Dictionary of National Biography, 1885-1900/Smith, John Abel
SMITH, JOHN ABEL (1801–1871), banker and politician, born in 1801, was the eldest son of John Smith of Blendon Hall, Kent, a member of the banking family of which Robert Smith, first baron Carrington [q. v.], was the head. His mother was Mary, daughter of Lieutenant-colonel Tucker. He was educated at Christ's College, Cambridge (B.A. in 1824 and M.A. in 1827), and joined the family banking firm of Smith, Payne, & Smith, of which he became chief partner. He entered parliament as M.P. for Midhurst in 1830, but at the general election in the following year he was returned for Chichester, for which he sat till 1859. He was again elected in 1863, and retained his seat till 1868, when the borough lost one of its representatives (Official Returns of Members of Parliament, vol. ii. index). A staunch liberal, he took an active part in the first Reform Bill, and was one of the leaders of the party which advocated the admission of Jews into parliament. In 1869 he introduced a bill for a further limitation of the hours during which public-houses might be kept open. He died on 7 Jan. 1871 at Kippington, near Sevenoaks.

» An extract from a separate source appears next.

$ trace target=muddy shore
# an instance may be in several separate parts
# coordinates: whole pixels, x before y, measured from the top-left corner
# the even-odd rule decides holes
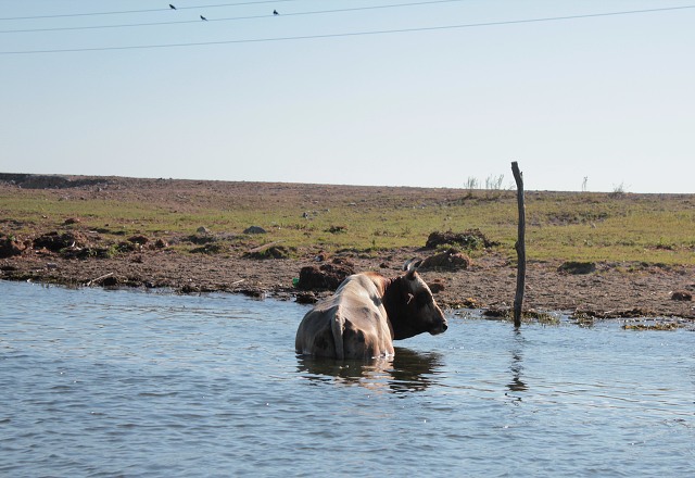
[[[143,201],[150,201],[152,198],[147,188],[142,188],[143,184],[131,179],[124,181],[122,188],[129,197],[141,193]],[[206,186],[204,181],[191,181],[190,187]],[[2,232],[9,238],[11,221],[18,219],[3,219]],[[37,225],[30,236],[37,238],[49,232]],[[88,236],[89,231],[84,234]],[[29,242],[27,237],[25,234],[25,244]],[[298,297],[307,300],[308,295],[311,300],[312,294],[318,298],[330,292],[299,290],[293,279],[300,276],[302,267],[339,260],[358,272],[378,271],[384,276],[396,276],[405,261],[427,254],[418,246],[370,254],[340,252],[321,261],[324,257],[317,257],[313,249],[300,250],[292,259],[252,259],[241,253],[190,254],[167,247],[138,247],[113,257],[71,259],[47,248],[25,247],[16,255],[0,259],[0,279],[74,287],[170,288],[182,293],[228,291],[281,300]],[[695,292],[692,266],[598,263],[595,269],[584,274],[568,273],[560,266],[559,261],[528,263],[525,309],[564,311],[578,317],[695,319],[695,302],[687,299]],[[516,266],[494,248],[477,256],[467,268],[430,269],[421,275],[429,284],[437,284],[437,289],[442,289],[435,297],[447,309],[504,311],[514,300]],[[674,291],[685,295],[677,300]]]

He was a magistrate for Middlesex and Sussex.
In 1827 he married Anne, daughter of Sir Samuel Clarke-Jervoise, bart., and widow of Ralph William Grey of Backworth House in Northumberland, by whom he had two sons, Jervoise, born in 1828, and Dudley Robert, born in 1830.
[Ward's Men of the Reign, p. 872; Times, 11 Jan. 1871; Burke's Landed Gentry, 4th edit.]